12 Using LLMs to Query Your Local Data
This chapter covers
- Using GPT4All to query your own private data
- Using PDF documents for querying by a LLM
- Loading CSV and JSON files for querying
- Using LLMs to analyze your own data files
Up to this point, you've explored the capabilities of LLMs and their usage through platforms like OpenAI and Hugging Face. While these services ease the burden of hosting models, they come at a cost. Alternatively, running powerful models locally requires significant setup effort and cost.
Developers often face the common challenge of utilizing LLMs to answer questions about their data, while businesses emphasize the need to maintain data privacy. In Chapter 8, we discussed sending data to OpenAI for embedding and querying with LangChain and LlamaIndex.

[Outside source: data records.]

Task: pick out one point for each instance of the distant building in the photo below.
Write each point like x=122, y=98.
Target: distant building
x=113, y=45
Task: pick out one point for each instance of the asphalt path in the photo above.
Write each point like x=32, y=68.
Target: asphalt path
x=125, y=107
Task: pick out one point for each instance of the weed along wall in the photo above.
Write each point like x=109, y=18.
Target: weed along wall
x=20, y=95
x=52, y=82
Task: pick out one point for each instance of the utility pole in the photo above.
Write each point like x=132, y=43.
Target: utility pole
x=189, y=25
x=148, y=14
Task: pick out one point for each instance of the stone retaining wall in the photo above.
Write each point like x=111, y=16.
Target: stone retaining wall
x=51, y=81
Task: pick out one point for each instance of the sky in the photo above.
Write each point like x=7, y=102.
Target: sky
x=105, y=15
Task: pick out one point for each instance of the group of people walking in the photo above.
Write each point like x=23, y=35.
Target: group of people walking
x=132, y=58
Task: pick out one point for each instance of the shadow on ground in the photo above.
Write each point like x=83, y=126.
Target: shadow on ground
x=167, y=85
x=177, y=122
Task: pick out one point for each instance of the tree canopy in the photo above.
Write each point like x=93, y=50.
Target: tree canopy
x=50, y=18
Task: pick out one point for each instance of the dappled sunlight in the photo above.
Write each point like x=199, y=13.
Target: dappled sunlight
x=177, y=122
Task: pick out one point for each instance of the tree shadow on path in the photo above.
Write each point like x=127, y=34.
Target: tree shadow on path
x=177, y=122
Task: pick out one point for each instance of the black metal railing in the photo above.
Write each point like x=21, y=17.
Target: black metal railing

Let’s delve deeper into the topic, focusing on querying local private documents without compromising data privacy. Two approaches are:
- Local LLM Querying for Text-based Data: We'll utilize a model from GPT4All to perform local embedding of your text-based data and querying. This approach is particularly useful for querying content like PDF documents.
- LLM Querying for Structured Tabular Data: Whether running locally or hosted by third parties like OpenAI or Hugging Face, LLMs can be employed to return answers on querying tabular data (e.g., CSV or JSON). Instead of feeding LLMs with tabular data directly, we'll instruct them to provide queries programmatically for analysis.